Monday, August 07, 2006

Sontag says...

"Photographs furnish evidence."
from, 'On Photography' (1973) Dell Publishing.

Sontag's essays on photography most brilliantly sum and examine several aspects of the photographic medium; too much to fully discuss here, but lets look at a few key points in relation to that 'evidence'.

By furnishing evidence, she observes the notion of redefining reality. The medium represents our world with a kind of realism that we expect to convey the truth. It proves we went somewhere, saw, and that something happened or just is. And even if we didn't capture it ourselves, we can acquire and consume the experience through publications, online, through broadcast, or as fine art prints to hang on the wall. We all get to experience what was captured in that photograph whethor we were there or not.

Photography is about much more than just the act of recording a reflection of existance. It is more than just a medium used to represent two dimentional illustrations of reality.
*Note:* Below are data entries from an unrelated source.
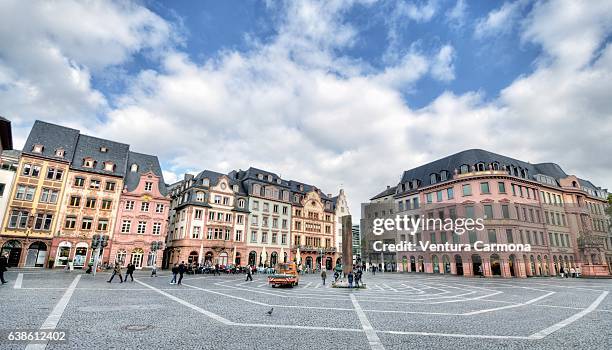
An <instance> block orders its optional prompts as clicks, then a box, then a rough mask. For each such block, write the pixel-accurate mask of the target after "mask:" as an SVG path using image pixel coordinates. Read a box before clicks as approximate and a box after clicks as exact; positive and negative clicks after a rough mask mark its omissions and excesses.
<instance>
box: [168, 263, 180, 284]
mask: <svg viewBox="0 0 612 350" xmlns="http://www.w3.org/2000/svg"><path fill="white" fill-rule="evenodd" d="M176 275H178V265H177V264H174V266H172V279H171V280H170V284H176Z"/></svg>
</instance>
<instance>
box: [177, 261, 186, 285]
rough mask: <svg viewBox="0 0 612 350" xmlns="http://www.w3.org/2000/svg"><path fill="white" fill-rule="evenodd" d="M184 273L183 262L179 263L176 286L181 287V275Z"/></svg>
mask: <svg viewBox="0 0 612 350" xmlns="http://www.w3.org/2000/svg"><path fill="white" fill-rule="evenodd" d="M184 273H185V262H184V261H181V263H180V264H179V281H178V283H177V284H178V285H181V281H183V274H184Z"/></svg>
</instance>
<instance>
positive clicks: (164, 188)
mask: <svg viewBox="0 0 612 350" xmlns="http://www.w3.org/2000/svg"><path fill="white" fill-rule="evenodd" d="M132 164H136V165H137V166H138V171H132ZM149 171H152V172H153V174H155V175H157V176H159V192H160V193H161V194H162V195H163V196H166V195H167V194H168V189H167V188H166V183H165V182H164V174H163V173H162V170H161V167H160V165H159V160H158V159H157V156H152V155H149V154H143V153H136V152H132V151H130V152H128V161H127V172H126V174H125V180H124V181H125V187H126V188H127V190H128V191H133V190H134V189H136V187H137V186H138V183H139V182H140V176H142V175H143V174H146V173H148V172H149Z"/></svg>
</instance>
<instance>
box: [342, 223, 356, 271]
mask: <svg viewBox="0 0 612 350" xmlns="http://www.w3.org/2000/svg"><path fill="white" fill-rule="evenodd" d="M341 219H342V272H344V274H345V275H347V274H348V273H349V272H352V271H353V224H352V221H351V216H350V215H345V216H343V217H342V218H341Z"/></svg>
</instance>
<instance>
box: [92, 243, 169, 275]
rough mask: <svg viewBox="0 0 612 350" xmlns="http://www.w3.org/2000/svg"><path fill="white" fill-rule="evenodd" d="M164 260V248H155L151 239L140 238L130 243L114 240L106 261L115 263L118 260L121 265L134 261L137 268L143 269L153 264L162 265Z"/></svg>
mask: <svg viewBox="0 0 612 350" xmlns="http://www.w3.org/2000/svg"><path fill="white" fill-rule="evenodd" d="M162 260H163V251H162V250H153V249H151V242H150V241H148V240H139V241H134V242H129V243H126V242H113V243H112V244H111V246H110V254H109V256H108V257H107V259H105V260H104V263H105V264H106V263H108V264H111V265H113V264H115V263H117V262H118V263H120V264H121V266H127V264H128V263H132V264H133V265H134V266H135V267H136V269H142V268H153V266H157V267H161V266H162Z"/></svg>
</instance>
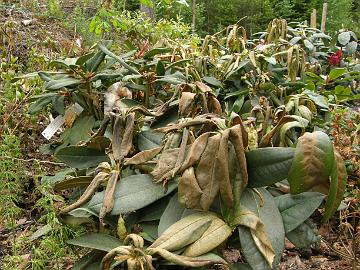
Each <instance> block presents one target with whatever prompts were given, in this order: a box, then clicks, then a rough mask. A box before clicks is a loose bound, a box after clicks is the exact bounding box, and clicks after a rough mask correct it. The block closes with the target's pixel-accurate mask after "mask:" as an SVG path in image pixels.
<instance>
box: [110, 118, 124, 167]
mask: <svg viewBox="0 0 360 270" xmlns="http://www.w3.org/2000/svg"><path fill="white" fill-rule="evenodd" d="M124 132H125V123H124V119H123V117H122V116H121V115H117V116H116V119H115V123H114V127H113V136H112V151H113V155H114V159H115V160H120V158H121V143H122V140H123V136H124Z"/></svg>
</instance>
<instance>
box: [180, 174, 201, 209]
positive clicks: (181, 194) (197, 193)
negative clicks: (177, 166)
mask: <svg viewBox="0 0 360 270" xmlns="http://www.w3.org/2000/svg"><path fill="white" fill-rule="evenodd" d="M201 194H202V190H201V189H200V187H199V185H198V183H197V180H196V177H195V171H194V168H193V167H190V168H188V169H186V170H185V171H184V172H183V174H182V176H181V178H180V182H179V186H178V196H179V201H180V202H181V203H183V204H185V207H186V208H190V209H192V208H196V207H197V206H198V205H199V203H200V197H201Z"/></svg>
Yes, a photograph is evidence of what existed at a moment in time... it is also evidence that someone was there to make that image and because of this, according to Sontag, we all have the option of experiencing something from the comfort of our living rooms:

'On Photography' page 162: " As the taking of photographs seems almost obligatory to those who travel about, the passionate collecting of them [or consumption of them, ie: by looking at a blog regularily] has special appeal for those confined- either by choice, incapacity, or coercion-- to indoor space. Photograph collections [or consumption] can be used to make a substitute world... For stay-at-homes, prisoners, and the self-imprisoned, to live among the photographs of glamorous strangers is a sentimental response to isolation and an insolent challenge to it.... To possess the world in the form of images is , precisely, to reexperience the unreality and remoteness of the real."